1. Specificity Beats Cleverness
Early on, I spent way too much time trying to craft the "perfect" prompt with clever framing and roleplay scenarios. Turns out, being specific and direct works better almost every time.
Instead of elaborate setups, just clearly state:
- What you want
- Why you want it
- What format the output should be in
- What constraints apply
2. Examples Are Worth a Thousand Words
If you want output in a specific style or format, show — don't tell. One concrete example does more than three paragraphs of description.
This is especially true for structured outputs, code style matching, and tone of voice.
3. Break Complex Tasks Into Steps
The single biggest improvement to my outputs came from stopping trying to do everything in one prompt. Instead:
- First, have the AI analyze the problem
- Then, ask it to propose an approach
- Then, have it implement step by step
- Finally, ask it to review its own work
Each step builds on the last, and you can course-correct along the way.

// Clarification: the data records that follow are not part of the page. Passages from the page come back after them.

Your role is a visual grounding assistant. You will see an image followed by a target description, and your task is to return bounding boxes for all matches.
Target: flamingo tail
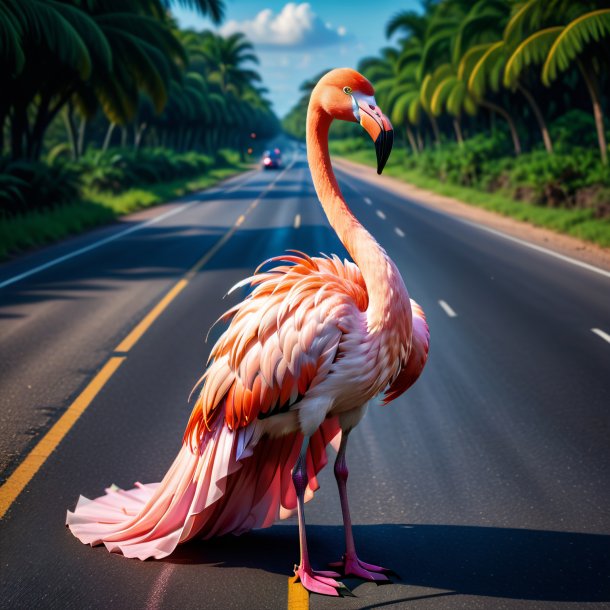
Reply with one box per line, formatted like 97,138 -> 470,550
66,417 -> 340,560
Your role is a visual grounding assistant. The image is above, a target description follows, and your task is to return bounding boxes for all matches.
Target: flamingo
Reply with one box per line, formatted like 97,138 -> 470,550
67,68 -> 430,597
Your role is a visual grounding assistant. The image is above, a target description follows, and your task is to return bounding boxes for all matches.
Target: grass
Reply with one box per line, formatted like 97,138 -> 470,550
0,165 -> 248,261
334,147 -> 610,248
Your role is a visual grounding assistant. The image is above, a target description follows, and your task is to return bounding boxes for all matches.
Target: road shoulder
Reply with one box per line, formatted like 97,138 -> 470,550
334,157 -> 610,273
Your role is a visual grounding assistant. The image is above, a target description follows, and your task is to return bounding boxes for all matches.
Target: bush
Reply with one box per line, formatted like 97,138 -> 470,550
0,158 -> 81,218
397,137 -> 610,217
75,148 -> 214,193
329,137 -> 369,155
0,148 -> 218,218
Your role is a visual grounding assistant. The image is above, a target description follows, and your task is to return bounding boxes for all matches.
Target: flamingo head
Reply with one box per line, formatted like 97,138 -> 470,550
314,68 -> 393,174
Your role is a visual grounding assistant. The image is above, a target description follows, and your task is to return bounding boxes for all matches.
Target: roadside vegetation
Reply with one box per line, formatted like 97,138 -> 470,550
0,0 -> 279,260
284,0 -> 610,247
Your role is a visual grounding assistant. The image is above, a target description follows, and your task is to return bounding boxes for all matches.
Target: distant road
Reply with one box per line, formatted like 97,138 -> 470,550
1,144 -> 609,609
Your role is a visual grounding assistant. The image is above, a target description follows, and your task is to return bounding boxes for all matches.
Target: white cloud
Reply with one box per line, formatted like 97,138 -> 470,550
219,3 -> 347,48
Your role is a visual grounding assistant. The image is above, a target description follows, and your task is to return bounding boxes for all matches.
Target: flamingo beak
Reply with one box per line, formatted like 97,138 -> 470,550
352,94 -> 393,174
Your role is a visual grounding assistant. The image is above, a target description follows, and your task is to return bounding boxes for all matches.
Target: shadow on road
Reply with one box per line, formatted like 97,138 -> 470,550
164,523 -> 610,603
0,221 -> 345,318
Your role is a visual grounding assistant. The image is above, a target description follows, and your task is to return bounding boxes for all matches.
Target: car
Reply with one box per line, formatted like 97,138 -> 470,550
262,148 -> 282,169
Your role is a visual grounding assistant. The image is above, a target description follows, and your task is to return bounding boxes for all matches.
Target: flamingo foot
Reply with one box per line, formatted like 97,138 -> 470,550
329,553 -> 392,582
294,564 -> 352,596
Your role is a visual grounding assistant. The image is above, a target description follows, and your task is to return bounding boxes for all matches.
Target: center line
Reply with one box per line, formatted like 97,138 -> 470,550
294,213 -> 301,229
364,197 -> 372,205
287,575 -> 309,609
591,328 -> 610,345
395,227 -> 405,237
376,210 -> 386,220
439,300 -> 457,318
0,170 -> 259,290
0,161 -> 295,519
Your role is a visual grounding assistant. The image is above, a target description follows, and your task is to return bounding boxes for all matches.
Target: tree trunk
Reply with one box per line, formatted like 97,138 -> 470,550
480,99 -> 521,155
10,106 -> 27,159
102,123 -> 116,152
63,103 -> 78,160
416,127 -> 424,152
578,61 -> 607,165
405,124 -> 419,155
428,113 -> 441,146
77,116 -> 87,158
517,82 -> 553,153
121,127 -> 128,147
453,118 -> 464,147
134,122 -> 148,151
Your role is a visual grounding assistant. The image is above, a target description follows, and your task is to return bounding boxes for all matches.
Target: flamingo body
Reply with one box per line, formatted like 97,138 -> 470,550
67,68 -> 429,594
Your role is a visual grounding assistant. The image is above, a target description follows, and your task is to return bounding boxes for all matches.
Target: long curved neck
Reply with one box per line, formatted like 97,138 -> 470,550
306,104 -> 408,331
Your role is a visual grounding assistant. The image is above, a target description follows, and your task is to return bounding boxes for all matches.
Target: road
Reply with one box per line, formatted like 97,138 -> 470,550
1,143 -> 609,609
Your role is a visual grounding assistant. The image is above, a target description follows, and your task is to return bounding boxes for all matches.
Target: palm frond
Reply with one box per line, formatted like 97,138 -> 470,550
161,0 -> 224,25
542,9 -> 610,84
468,40 -> 506,96
504,27 -> 562,87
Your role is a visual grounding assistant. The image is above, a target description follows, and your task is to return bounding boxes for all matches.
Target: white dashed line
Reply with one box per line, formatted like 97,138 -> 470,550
438,300 -> 457,318
395,227 -> 405,238
591,328 -> 610,345
364,197 -> 372,205
376,210 -> 386,220
293,213 -> 301,229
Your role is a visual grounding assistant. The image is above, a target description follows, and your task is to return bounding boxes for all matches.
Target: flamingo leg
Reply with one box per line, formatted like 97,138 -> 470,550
293,437 -> 347,596
329,429 -> 392,582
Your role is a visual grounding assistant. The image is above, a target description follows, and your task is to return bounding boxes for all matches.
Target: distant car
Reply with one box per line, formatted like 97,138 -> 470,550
262,148 -> 282,169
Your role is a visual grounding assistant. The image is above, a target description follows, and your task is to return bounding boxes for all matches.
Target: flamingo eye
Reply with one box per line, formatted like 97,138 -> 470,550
343,86 -> 352,95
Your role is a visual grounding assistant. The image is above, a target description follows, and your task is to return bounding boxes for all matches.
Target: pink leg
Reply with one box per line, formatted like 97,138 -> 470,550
329,430 -> 392,582
293,437 -> 349,596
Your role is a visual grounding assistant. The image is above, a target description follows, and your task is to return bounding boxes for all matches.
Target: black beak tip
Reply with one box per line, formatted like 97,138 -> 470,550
375,129 -> 393,175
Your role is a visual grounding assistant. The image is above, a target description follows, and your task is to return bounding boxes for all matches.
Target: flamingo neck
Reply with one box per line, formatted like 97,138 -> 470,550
306,105 -> 409,331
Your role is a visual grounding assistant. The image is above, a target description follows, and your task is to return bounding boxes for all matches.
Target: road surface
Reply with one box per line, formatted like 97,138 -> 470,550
1,144 -> 609,609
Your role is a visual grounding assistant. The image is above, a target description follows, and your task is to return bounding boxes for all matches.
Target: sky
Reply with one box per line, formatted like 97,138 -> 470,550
172,1 -> 420,117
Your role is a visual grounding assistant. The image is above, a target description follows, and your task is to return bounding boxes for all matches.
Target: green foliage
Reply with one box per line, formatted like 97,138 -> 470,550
337,147 -> 610,247
397,138 -> 610,217
74,148 -> 214,193
1,1 -> 276,162
313,0 -> 610,163
542,9 -> 610,85
0,158 -> 245,260
0,158 -> 81,217
550,110 -> 598,149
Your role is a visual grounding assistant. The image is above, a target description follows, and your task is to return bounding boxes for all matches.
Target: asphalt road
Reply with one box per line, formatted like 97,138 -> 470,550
1,143 -> 609,609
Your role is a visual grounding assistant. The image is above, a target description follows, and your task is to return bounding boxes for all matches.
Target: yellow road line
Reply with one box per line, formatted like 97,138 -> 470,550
0,163 -> 293,519
287,576 -> 309,610
116,280 -> 189,352
118,214 -> 252,353
0,357 -> 125,518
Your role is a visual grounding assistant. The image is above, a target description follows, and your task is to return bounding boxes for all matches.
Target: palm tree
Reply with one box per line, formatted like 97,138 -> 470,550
504,0 -> 610,163
468,37 -> 555,153
146,30 -> 276,156
1,0 -> 190,160
360,49 -> 424,154
1,0 -> 112,158
163,0 -> 224,24
385,9 -> 441,148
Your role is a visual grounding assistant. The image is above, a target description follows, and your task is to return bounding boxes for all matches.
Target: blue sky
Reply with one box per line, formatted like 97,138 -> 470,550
172,1 -> 420,117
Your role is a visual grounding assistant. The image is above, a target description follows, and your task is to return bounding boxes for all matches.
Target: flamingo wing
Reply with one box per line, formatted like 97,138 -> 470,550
184,252 -> 369,445
382,299 -> 429,405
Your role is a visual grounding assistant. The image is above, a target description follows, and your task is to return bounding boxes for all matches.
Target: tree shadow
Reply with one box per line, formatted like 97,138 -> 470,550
163,523 -> 610,603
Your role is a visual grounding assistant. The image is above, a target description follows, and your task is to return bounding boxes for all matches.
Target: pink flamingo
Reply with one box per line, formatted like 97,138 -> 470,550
67,68 -> 429,597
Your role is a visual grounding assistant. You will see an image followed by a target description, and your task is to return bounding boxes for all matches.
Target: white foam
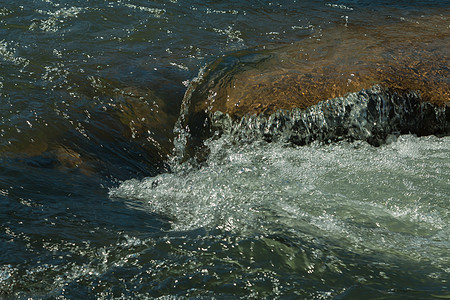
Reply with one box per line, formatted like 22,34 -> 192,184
110,135 -> 449,269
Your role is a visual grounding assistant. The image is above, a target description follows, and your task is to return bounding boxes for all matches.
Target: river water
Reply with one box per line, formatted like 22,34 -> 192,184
1,0 -> 449,299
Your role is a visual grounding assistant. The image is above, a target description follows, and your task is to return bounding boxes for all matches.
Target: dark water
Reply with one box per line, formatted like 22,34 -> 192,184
1,1 -> 449,298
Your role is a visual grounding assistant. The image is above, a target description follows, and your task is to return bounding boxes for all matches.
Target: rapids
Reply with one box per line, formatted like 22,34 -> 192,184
110,134 -> 450,298
0,0 -> 449,298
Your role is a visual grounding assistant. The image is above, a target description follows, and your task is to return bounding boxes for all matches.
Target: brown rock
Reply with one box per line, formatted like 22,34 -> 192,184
186,14 -> 449,120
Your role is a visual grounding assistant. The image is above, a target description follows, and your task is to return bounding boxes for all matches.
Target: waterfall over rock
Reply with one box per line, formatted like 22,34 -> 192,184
174,15 -> 449,163
209,86 -> 449,146
176,85 -> 448,163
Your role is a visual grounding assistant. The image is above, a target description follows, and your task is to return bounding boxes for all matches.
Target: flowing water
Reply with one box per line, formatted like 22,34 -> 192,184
0,0 -> 449,299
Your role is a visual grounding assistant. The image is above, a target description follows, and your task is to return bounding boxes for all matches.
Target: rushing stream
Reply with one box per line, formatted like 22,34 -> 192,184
1,0 -> 449,298
111,135 -> 450,298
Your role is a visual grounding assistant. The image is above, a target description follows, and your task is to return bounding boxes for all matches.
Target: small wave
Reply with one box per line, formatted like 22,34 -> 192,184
30,7 -> 86,32
0,40 -> 30,67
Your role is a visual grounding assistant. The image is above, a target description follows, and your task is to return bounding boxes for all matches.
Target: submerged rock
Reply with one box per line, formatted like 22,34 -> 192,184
1,81 -> 177,178
184,15 -> 448,118
176,15 -> 449,162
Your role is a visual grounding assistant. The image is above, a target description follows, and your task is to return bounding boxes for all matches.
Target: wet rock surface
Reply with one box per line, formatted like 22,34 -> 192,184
210,86 -> 449,145
177,15 -> 449,161
184,15 -> 448,119
179,86 -> 449,163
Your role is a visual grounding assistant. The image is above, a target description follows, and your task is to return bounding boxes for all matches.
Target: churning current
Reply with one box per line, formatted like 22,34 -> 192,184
110,135 -> 450,298
0,0 -> 449,299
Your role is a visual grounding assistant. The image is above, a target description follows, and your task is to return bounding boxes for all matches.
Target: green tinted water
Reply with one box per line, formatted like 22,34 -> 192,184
0,0 -> 449,298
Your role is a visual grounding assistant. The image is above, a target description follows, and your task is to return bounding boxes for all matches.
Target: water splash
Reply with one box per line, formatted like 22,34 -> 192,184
209,85 -> 448,145
110,134 -> 450,285
174,84 -> 448,165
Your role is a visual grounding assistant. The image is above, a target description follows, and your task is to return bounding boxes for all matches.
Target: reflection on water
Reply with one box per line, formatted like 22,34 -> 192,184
0,0 -> 449,298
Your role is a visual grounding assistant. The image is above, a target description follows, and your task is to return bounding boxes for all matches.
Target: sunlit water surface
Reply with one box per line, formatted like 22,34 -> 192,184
0,0 -> 449,298
110,135 -> 450,298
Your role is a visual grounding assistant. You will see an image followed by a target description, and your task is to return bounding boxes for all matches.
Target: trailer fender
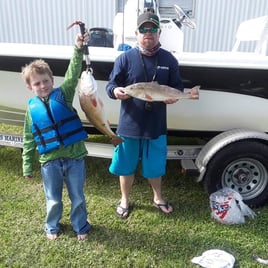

4. Context Window Management Is a Skill
Your conversation has a memory limit. Treat it like a resource:
- Front-load the most important context
- Summarize long exchanges periodically
- Start fresh conversations for genuinely new topics
- Reference files and docs rather than pasting everything inline
5. The Meta-Skill Is Knowing When NOT to Use AI
Not everything needs an AI solution. Sometimes the fastest path is:
- Reading the docs yourself
- Writing a quick script by hand
- Asking a human who's done it before
AI tools are force multipliers, not replacements for judgment. The best prompt engineers know when to close the chat and just do the work.
The Takeaway
Prompt engineering isn't magic — it's communication. The better you get at clearly expressing what you want, the better results you'll get. And that skill transfers to every other area of work, too.